This is an argument I've made my entire adult life, that there is nothing good out there among the "serious set" (though a lot of genre is good); that everything from the "serious set" is meant only to offend; that offense is considered excellence (the only possible way these people can be excellent); and that it's all possible as dominant only because of dominant funding; that it all starts with the universities (supported by their graduates, who have never read Shakespeare and anyway couldn't begin to appreciate him); and that the only reason it continues is because it is so massive and pervasive that it is able to lock out all antagonistic input.

Right now I make this only as an observation, rather than as an extended argument.  It certainly is true that there's nothing good out there.  The questions are:

--Can the elites effectively be mocked?
--Can their lock be broken?
--Are there men out there who can write?
--Is there a public that can appreciate?

And I suppose the most important question is: What in ethos is necessary to produce good literature?  It does seem to necessitate all three; elites, writers, public.  It's only the elites that for sure are crap, I expect that there are writers, and there would quickly be a ready public.  Tea Party Tea Party.  I have such hopes, because this is a rising up of contempt, and contempt is the only proper appreciation of our present high culture.

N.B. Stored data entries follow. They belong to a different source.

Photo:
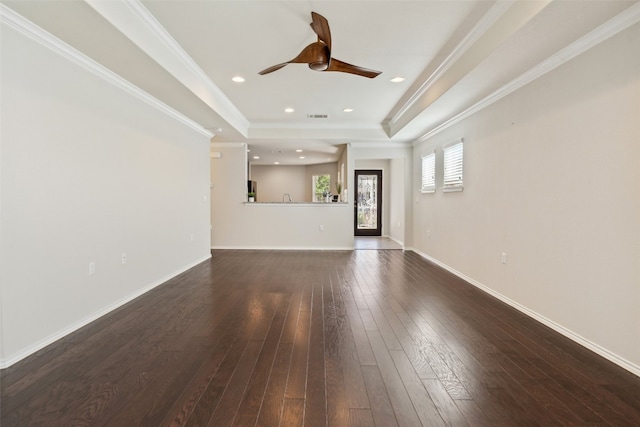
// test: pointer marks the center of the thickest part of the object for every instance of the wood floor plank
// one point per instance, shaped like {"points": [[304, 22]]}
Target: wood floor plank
{"points": [[331, 338], [381, 408], [398, 396]]}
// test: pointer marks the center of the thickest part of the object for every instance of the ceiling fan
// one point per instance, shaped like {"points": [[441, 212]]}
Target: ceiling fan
{"points": [[318, 54]]}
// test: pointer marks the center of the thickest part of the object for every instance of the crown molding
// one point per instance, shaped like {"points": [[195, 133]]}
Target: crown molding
{"points": [[605, 31], [496, 11], [29, 29], [135, 21]]}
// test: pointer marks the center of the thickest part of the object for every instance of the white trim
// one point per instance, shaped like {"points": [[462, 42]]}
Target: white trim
{"points": [[5, 363], [620, 361], [452, 189], [610, 28], [135, 21], [452, 143], [283, 248], [37, 34], [482, 26]]}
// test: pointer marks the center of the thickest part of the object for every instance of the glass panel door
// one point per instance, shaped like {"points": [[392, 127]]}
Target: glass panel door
{"points": [[368, 203]]}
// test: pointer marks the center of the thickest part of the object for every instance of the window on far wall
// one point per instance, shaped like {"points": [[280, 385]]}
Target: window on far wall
{"points": [[321, 187], [453, 166], [429, 173]]}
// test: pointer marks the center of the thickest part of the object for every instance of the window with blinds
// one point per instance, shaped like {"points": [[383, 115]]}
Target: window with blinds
{"points": [[453, 160], [429, 173]]}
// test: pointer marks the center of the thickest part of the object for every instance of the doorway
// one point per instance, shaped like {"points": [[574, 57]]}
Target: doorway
{"points": [[367, 219]]}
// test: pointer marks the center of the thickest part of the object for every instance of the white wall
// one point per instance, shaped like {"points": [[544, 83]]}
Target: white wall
{"points": [[88, 172], [552, 178]]}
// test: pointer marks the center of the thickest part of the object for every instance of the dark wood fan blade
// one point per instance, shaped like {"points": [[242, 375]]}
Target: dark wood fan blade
{"points": [[337, 65], [272, 69], [316, 55], [321, 27]]}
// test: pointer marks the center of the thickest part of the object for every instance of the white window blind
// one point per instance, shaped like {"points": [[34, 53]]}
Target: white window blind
{"points": [[429, 173], [453, 167]]}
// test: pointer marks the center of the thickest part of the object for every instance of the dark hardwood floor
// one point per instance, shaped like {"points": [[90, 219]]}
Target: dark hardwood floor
{"points": [[348, 338]]}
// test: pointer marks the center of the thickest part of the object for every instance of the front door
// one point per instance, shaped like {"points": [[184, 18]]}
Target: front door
{"points": [[368, 203]]}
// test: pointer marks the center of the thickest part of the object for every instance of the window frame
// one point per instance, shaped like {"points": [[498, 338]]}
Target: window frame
{"points": [[428, 165], [453, 166]]}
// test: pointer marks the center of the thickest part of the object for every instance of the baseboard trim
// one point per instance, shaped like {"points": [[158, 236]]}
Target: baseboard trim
{"points": [[5, 363], [601, 351], [282, 248]]}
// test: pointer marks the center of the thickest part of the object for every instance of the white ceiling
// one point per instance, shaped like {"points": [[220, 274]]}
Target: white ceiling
{"points": [[455, 56]]}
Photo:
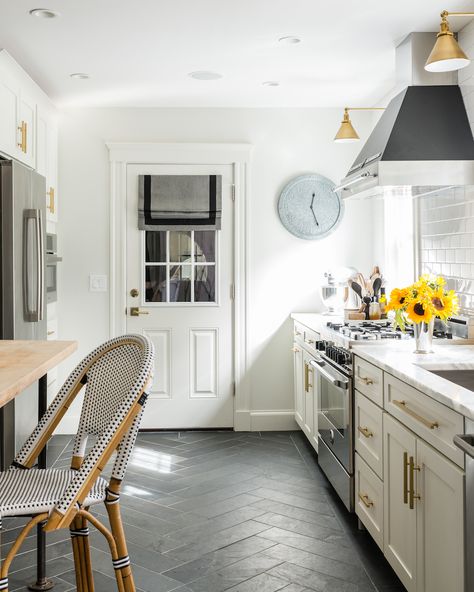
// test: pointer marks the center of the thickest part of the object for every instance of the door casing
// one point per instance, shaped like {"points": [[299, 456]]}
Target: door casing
{"points": [[237, 155]]}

How many good colleges and universities are there out there?  Hillsdale College seems fine.  There must be two or three more.  That's not going to constitute a very large population.  Universities and colleges, fundamentally all of them, are government structures; without government funding they collapse.  But there is tenure.  With tenure they're fossils, they can not be changed.  Can government be changed?  Can government simply defund?  To simply defund, to tie funding to tuition; that is, to the market place, would certainly change the nature of what is taught.  With parents as the market place it's impossible that educational quality wouldn't improve.  --But this is a bit long term in terms of simply getting some good novels out there.

Conservative non-fiction does very well.  Why should not a conservative novel, one expressive of traditional values, also not do well?  It would not do well among critics, it should do well among the public.  Who reads novels?  With "serious novels" only the "serious set", because nobody else will read stink, but those people don't define who reads novels, they only define who reads present novels.  If a serious, traditional novel were written with a Tom Clancy capacity for story, if it were published and pushed by a number of people, it could be successful; elite condemning opinion would be ignored, simply because the elites are coming to be ignored.

So, how many people to make a revolution?  If Fox can succeed, a serious decent novel can succeed.  There's not much money in it, but it can succeed.  It can succeed because the gate-keepers have lost their ability to snottily shame.  In the present climate it would not take many men to make a revolution, just a number who have decided it's time.  Tea Party Tea party.  It could happen.  --Make it twelve.

(Note: I'm not considering the ethos that can create great literature, only the ethos that can support good literature.  --The gate-keepers have to be by-passed.)  (Art has been rotten longer than literature, literature rotten longer than film.  They all have reached rotten.)